Turning to yoga teacher Ludo, eyes twinkling, he said, “I’m so pleased she has found her way back to you.”

It seemed that I had made the journey from Tibet to India during my life as a dog, and that Ludo had played an important part in taking care of me. Why not the Dalai Lama? Where had he been when I reached Dharamsala? Had His Holiness fulfilled his promise in the way he found me again in this lifetime?

Questions, so many questions. But also a recognition that has stayed strongly with me ever since that revelation: Be careful not to heed even your most instinctive hatred of other kinds of beings, dear reader. You were almost certainly one of them in a previous lifetime.

This evening’s class followed the reassuringly similar pattern of stretching and self-discovery as most previous evenings’. All the usual people were there, including my friends Serena and Sid, on their mats directly in front of me. Ludo talked through a sequence of poses as he moved around the class, adjusting the angle of a head here, a hip there. He helped each student find the optimal alignment for opening his or her body and mind.

Ludo’s understanding of yoga had evolved over decades of practice and study. And as so often in the past, I was struck by the wisdom that he expressed in his yoga studio. It seemed so closely to parallel what I overheard on the sill of His Holiness’s office.

“These sequences are familiar to all of you, now,” he said in a gentle voice as he led the class through their standing poses. “Try to dissolve the sensations of the body into pure feeling. Dissolve all movement of the mind into that same pure feeling. Let there be stillness. Karuna, in Sanskrit. What is karuna? Nothing other than awareness imbued with compassion. Open,” he intoned, moving along a row of students. “Receptive. Expansive. Abundant. Free from ill will. A sincerity of being.”

As they moved into the Natarajasana, the Lord of the Dance pose, balancing on just one leg, Ludo continued, “It is wonderful to be able to hold these poses.
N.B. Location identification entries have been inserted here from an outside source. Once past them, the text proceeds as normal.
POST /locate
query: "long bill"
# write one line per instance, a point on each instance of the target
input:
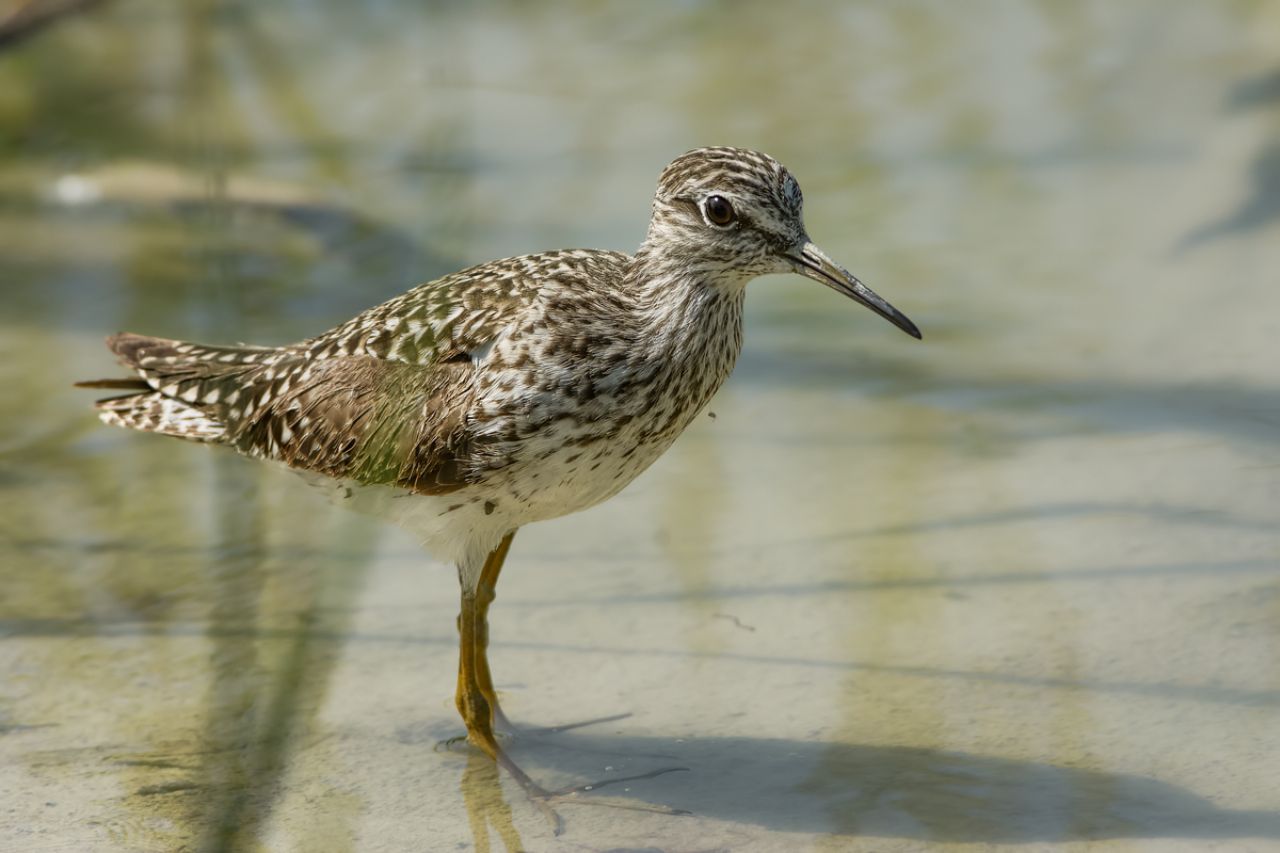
(813, 263)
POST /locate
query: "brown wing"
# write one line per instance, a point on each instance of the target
(360, 418)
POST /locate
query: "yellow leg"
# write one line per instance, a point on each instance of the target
(478, 703)
(485, 592)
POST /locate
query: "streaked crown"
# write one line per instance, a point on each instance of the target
(730, 213)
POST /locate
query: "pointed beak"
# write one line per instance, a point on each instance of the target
(813, 263)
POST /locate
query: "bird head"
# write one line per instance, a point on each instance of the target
(731, 214)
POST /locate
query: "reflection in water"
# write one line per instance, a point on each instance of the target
(485, 804)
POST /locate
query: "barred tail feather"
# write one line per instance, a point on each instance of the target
(155, 413)
(178, 387)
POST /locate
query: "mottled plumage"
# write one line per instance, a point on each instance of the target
(510, 392)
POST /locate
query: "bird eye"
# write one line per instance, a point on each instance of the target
(720, 211)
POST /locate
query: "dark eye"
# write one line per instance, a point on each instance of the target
(720, 211)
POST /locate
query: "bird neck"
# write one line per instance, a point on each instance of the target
(689, 309)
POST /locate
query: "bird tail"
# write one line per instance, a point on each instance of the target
(179, 388)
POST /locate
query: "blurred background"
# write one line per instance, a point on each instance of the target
(1016, 584)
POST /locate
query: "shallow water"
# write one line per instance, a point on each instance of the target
(1014, 585)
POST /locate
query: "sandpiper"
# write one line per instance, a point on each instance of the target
(516, 391)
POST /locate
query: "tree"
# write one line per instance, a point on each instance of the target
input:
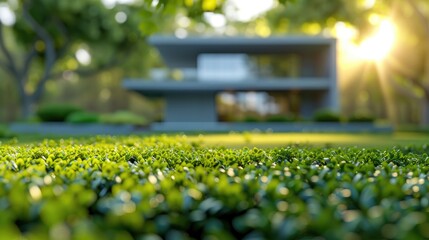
(49, 35)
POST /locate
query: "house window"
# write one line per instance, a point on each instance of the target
(258, 106)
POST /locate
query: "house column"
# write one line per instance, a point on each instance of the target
(190, 107)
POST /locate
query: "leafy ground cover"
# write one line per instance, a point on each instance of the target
(158, 187)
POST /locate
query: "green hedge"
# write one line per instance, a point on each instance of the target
(169, 188)
(123, 117)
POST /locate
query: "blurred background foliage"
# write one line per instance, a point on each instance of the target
(97, 43)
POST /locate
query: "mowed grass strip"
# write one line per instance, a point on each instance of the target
(254, 139)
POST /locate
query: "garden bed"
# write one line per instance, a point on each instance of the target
(68, 129)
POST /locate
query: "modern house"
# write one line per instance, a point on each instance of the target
(293, 75)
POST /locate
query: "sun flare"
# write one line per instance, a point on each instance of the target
(378, 46)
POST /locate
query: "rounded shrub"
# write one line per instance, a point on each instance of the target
(123, 117)
(326, 115)
(82, 117)
(56, 112)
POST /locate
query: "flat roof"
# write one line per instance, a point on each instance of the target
(156, 88)
(183, 53)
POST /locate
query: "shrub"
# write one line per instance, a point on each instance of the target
(56, 112)
(169, 188)
(4, 132)
(82, 117)
(326, 115)
(362, 118)
(280, 118)
(123, 117)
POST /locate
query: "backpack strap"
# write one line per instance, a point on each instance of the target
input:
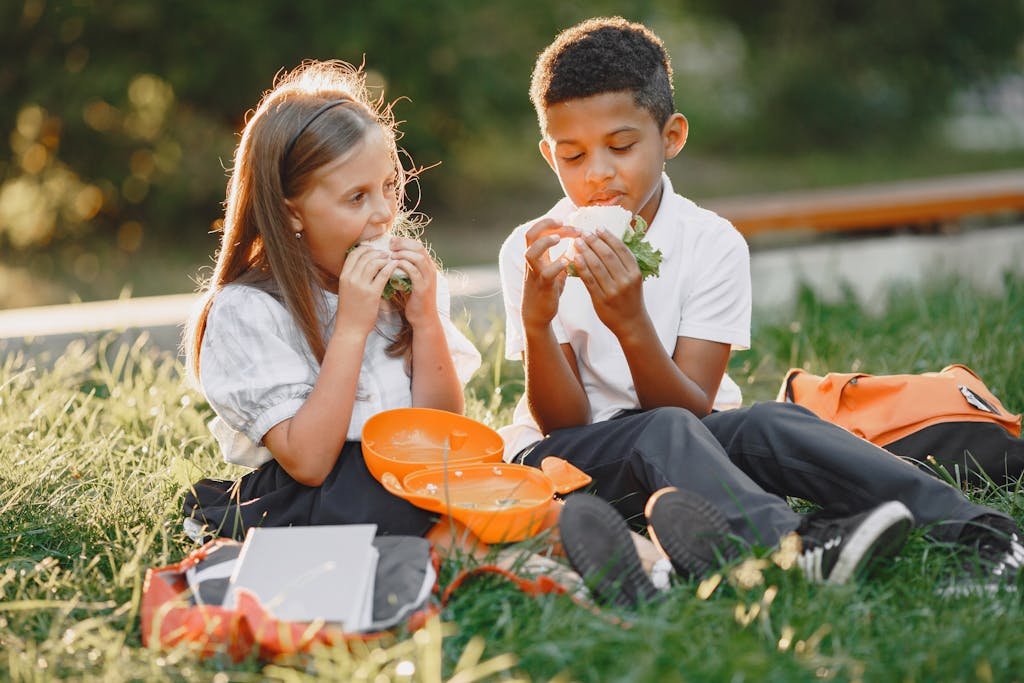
(543, 585)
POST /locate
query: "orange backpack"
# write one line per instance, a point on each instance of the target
(949, 416)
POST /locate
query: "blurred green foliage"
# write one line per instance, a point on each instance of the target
(120, 116)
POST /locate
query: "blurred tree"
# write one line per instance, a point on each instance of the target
(845, 73)
(121, 115)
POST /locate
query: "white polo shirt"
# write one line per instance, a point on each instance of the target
(702, 291)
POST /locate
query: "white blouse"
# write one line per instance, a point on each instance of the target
(256, 369)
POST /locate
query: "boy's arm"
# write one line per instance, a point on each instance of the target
(554, 390)
(689, 378)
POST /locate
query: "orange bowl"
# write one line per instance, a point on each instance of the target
(409, 439)
(498, 502)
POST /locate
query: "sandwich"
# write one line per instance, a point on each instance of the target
(623, 224)
(399, 281)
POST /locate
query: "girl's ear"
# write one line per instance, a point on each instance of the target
(294, 221)
(674, 134)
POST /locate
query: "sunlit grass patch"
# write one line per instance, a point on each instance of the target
(97, 445)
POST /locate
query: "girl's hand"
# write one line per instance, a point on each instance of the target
(545, 278)
(412, 256)
(359, 286)
(611, 275)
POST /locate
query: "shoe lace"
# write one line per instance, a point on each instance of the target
(1003, 555)
(818, 530)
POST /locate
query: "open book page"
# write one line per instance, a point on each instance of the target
(302, 573)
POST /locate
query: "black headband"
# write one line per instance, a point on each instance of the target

But great feats of physical flexibility have little meaning if there isn’t a commensurate opening of the heart. How valid is a practice that frees our bodies from rigidity but does nothing for the mind?”

Later Ludo sat at the front to lead the class through their sitting poses. As always, the sequence of twists was accompanied by an audible crackle of joints across the room.

“How good is that!” exclaimed Ewing, an aging American man and longtime student, as his twist produced a particularly audible snap.

“What have you been up to, Ewing?” asked Merrilee in a suggestive tone as she sat next to him. She was also frequently his after-class conversational sparring partner on the balcony.

There were chuckles throughout the group.

“We get so engrained in physical patterns,” observed Ludo. “Habit

s we repeat beneath our awareness. We don’t even realize them until we bring attention to our body. Then we can let go. It’s the same for the mind. We get caught up in cycles of habit, ways of thinking that may have been useful in the past, but then we get locked into them. What was once the solution to a problem becomes a problem in itself. We need to break free.”

At this point, I noticed, Serena turned to face Sid.

“How do we do this?” continued Ludo. “Same as with the body. We bring attention to the mind. Simply by being present, here and now, we free ourselves of our conditioning. Samsara is going around and around in circles, the mind afflicted by karma and delusions. Nirvana is its oppose—letting go. Relaxing into our true state of being. Dissolving away any sense of separation between ourselves and all else.”